Ferguson in his 25th April interview with ‘Unherd’ seems to recognise this.  He claims that in actual fact the Swedes are pursuing a suppression strategy but only a half-hearted one and then claims that their reproduction number has come down to 1.4 or 1.5 as a result.  It is difficult to see how a country where schools and bars are open is pursuing any kind of suppression strategy like that of the UK or France.  In addition, there have not been any massive changes in the restrictions in Sweden between the Ferguson team paper of 30th March and his interview of 25th April.  Really, there is no ‘suppression’ or lock-down in Sweden. The fact is the death rate, or the reproduction number he calculated in his 30th March paper must be wrong.  Either that or his beliefs about the prolonged severity of restrictions necessary to bring down the reproduction number must be incorrect. Ferguson is trying to claim that Sweden does not show there is any need for him to revisit his original model whereas in actual fact the experience of Sweden clearly provides good evidence that his model lacks good predictive power.
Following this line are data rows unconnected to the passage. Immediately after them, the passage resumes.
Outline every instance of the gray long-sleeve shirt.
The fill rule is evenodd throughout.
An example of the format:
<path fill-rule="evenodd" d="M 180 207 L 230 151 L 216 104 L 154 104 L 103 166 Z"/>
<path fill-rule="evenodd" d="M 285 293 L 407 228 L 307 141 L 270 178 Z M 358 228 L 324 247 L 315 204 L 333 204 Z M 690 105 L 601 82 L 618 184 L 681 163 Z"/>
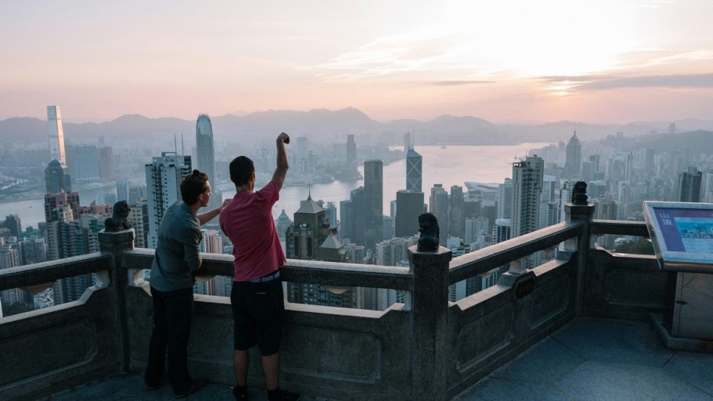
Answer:
<path fill-rule="evenodd" d="M 200 222 L 190 206 L 176 202 L 166 209 L 158 227 L 151 286 L 173 291 L 193 286 L 193 272 L 200 268 Z"/>

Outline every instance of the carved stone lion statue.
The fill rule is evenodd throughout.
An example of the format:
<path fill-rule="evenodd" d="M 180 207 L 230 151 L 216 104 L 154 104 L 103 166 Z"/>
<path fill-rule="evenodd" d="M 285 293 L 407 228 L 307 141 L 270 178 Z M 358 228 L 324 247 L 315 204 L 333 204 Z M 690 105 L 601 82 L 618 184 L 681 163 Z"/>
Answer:
<path fill-rule="evenodd" d="M 426 252 L 435 252 L 438 250 L 438 239 L 441 229 L 438 228 L 438 220 L 431 213 L 424 213 L 419 216 L 419 238 L 418 250 Z"/>
<path fill-rule="evenodd" d="M 131 211 L 131 208 L 129 208 L 126 200 L 119 200 L 114 203 L 113 213 L 111 217 L 104 220 L 105 230 L 116 233 L 130 228 L 131 226 L 126 220 L 130 211 Z"/>
<path fill-rule="evenodd" d="M 588 204 L 587 196 L 587 183 L 584 181 L 577 181 L 572 188 L 572 204 L 578 205 L 586 205 Z"/>

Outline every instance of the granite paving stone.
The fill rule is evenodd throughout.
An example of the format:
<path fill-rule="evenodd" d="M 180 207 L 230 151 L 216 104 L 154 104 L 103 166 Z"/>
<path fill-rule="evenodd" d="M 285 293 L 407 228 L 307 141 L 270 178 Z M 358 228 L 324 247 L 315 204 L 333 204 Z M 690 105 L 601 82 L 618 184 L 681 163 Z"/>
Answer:
<path fill-rule="evenodd" d="M 581 318 L 552 334 L 586 360 L 663 366 L 673 355 L 647 323 Z"/>
<path fill-rule="evenodd" d="M 554 382 L 584 360 L 551 337 L 547 337 L 493 376 L 533 382 Z"/>
<path fill-rule="evenodd" d="M 555 382 L 577 401 L 713 401 L 662 367 L 588 361 Z"/>
<path fill-rule="evenodd" d="M 713 395 L 713 354 L 681 351 L 664 368 Z"/>
<path fill-rule="evenodd" d="M 571 401 L 551 383 L 488 377 L 461 392 L 453 401 Z"/>

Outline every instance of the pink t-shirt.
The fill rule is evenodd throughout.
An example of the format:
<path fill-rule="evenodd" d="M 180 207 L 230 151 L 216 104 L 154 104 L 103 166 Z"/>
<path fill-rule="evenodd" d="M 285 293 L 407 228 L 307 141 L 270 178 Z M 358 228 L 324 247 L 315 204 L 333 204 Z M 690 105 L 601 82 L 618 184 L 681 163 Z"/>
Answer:
<path fill-rule="evenodd" d="M 270 181 L 255 192 L 239 192 L 220 210 L 220 228 L 232 243 L 234 281 L 249 281 L 268 275 L 285 262 L 272 219 L 272 205 L 279 198 L 277 184 Z"/>

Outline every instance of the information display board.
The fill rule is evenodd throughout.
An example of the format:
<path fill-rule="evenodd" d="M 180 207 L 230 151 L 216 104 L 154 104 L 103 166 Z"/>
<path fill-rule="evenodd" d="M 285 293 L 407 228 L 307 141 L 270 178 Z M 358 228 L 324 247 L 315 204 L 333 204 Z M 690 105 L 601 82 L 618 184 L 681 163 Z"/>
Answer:
<path fill-rule="evenodd" d="M 713 273 L 713 203 L 646 201 L 644 216 L 662 270 Z"/>

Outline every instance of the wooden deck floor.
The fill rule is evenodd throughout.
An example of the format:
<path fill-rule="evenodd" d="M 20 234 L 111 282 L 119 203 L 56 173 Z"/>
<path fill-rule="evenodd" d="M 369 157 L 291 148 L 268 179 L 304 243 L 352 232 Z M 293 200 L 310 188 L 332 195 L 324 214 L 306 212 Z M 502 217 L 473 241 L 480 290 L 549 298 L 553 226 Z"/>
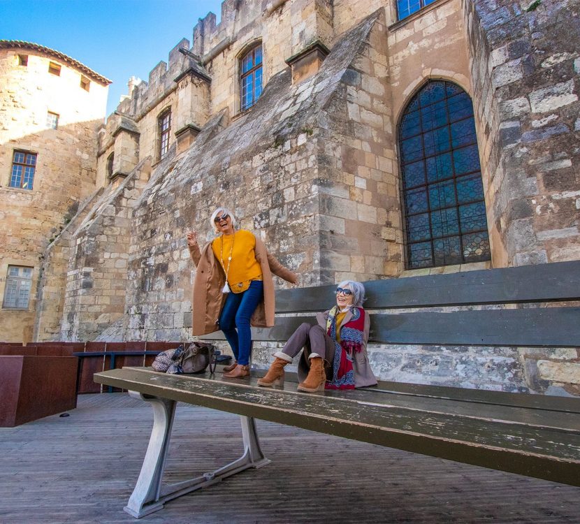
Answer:
<path fill-rule="evenodd" d="M 152 425 L 124 393 L 82 395 L 70 416 L 0 428 L 0 523 L 580 522 L 580 488 L 257 421 L 272 463 L 167 504 L 123 511 Z M 238 418 L 180 405 L 166 479 L 241 454 Z"/>

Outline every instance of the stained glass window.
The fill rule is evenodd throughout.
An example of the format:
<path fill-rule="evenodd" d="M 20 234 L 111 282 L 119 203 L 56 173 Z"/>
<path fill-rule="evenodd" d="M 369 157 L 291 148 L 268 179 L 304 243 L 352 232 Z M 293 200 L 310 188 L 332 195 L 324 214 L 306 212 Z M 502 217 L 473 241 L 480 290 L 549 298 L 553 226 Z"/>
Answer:
<path fill-rule="evenodd" d="M 415 11 L 423 8 L 435 0 L 397 0 L 397 14 L 398 20 L 402 20 L 412 15 Z"/>
<path fill-rule="evenodd" d="M 240 109 L 245 111 L 262 93 L 262 46 L 256 45 L 248 51 L 240 61 Z"/>
<path fill-rule="evenodd" d="M 15 151 L 12 160 L 10 187 L 31 189 L 36 169 L 36 154 L 28 151 Z"/>
<path fill-rule="evenodd" d="M 489 260 L 484 187 L 471 100 L 428 82 L 399 127 L 409 269 Z"/>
Also, the reproduction number of 1.4 or 1.5 that he now suggests is looking wrong too.  By 25th April there was no sign that Sweden’s reproduction number was so high and this is with death rate figures with a more than three-week time delay when used to calculate the infection rate.

Despite the fact this is only a rough reality check, it should be clear that the reproduction number in Sweden is not anything like 2.64 or even 1.5 since the period ending 12th April.  Assuming last week is not an anomaly it may even have gone below 1.  Ferguson’s 25th April argument that deaths in Sweden will just go on and on with this reproduction rate and they will never reach herd immunity frankly seems to defy arithmetic and evidence and is very likely to prove false.

There are all sorts of caveats about the figures such as the gap between death due to COVID-19 and the death being recorded/announced by the state. It must be remembered that we are just looking at the rough trend in deaths here as a basic reality check on Ferguson’s figures for Sweden. Gaps between death and the announcement of death may mean the death figures here reflect infections slightly more than 23.9 days old.  I anticipate the objection that Sweden is not counting large numbers of COVID-19 deaths by pointing out that excess death statistics are pretty close to the number of official Covid-19 deaths (9).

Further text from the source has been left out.